Mathematics of Deep Learning Seminar: Sanjeev Arora

Date & Time


Title: Trajectory, Trajectory, Trajectory

Abstract: As we begin to “open the black box” of deep learning, it becomes clear that many important phenomena can only be understood via the trajectory taken by the training algorithm in parameter space. This talk covers three relevant works from our group.

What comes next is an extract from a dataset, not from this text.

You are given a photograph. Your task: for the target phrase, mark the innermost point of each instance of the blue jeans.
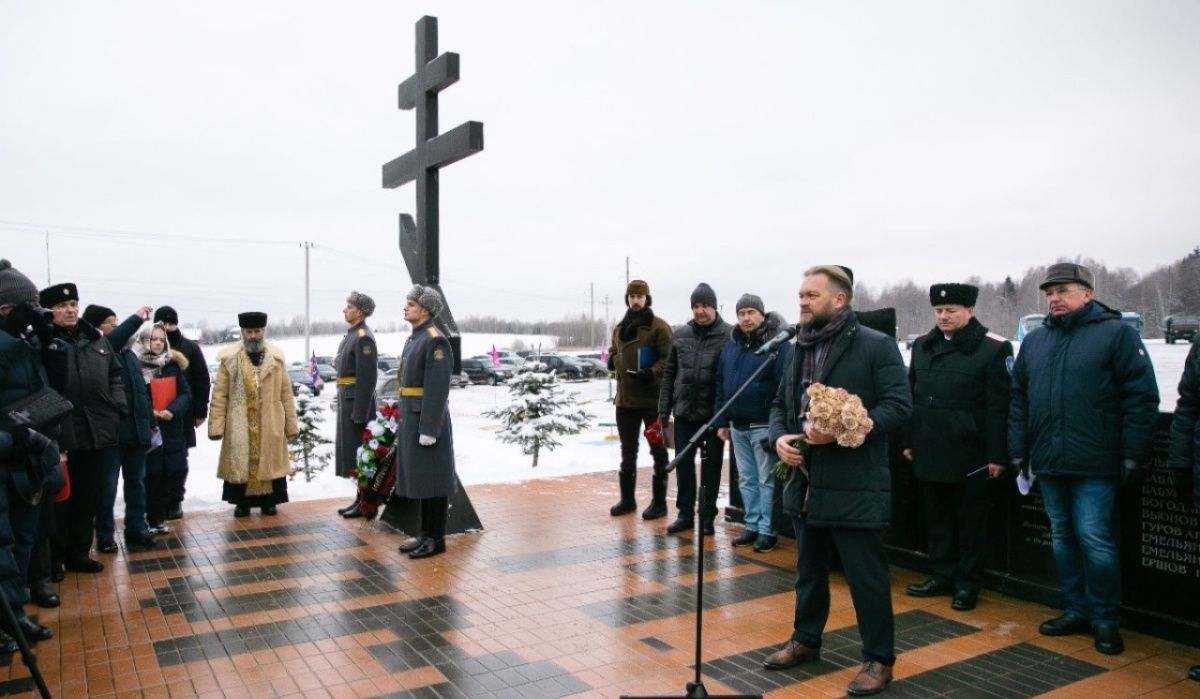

The first gives a convergence result for training 2-layer nets (finite, and with non-lazy initialization) to globally max-margin solutions. The second explores the question “Why are convolutional nets more sample efficient than fully connected nets?” Surprisingly, this question did not have a good answer (to tbe best of our knowledge) and our paper shows a very strong result: concrete tasks that require O(1) training samples for a convolutional net but quadratic samples for every fully-connected nets trained with most common learning algorithms (an infinite class of nets!). The third part introduces many techniques and ideas to start understanding training trajectories for real-life nets. Since stochastic GD plays an important role in real-life nets, Stochastic Differential Equations (SDEs) play a key role.

(Paper 1: with Kaifeng Lyu, Runzhe Wang, Zhiyuan Li. Paper 2 (ICLR21): With Zhiyuan Li and Yi Zhang. Paper 3a: Zhiyuan Li and Sadhika Malladi. 3b (Neurips20): Zhiyuan Li and Kaifeng Lyu.)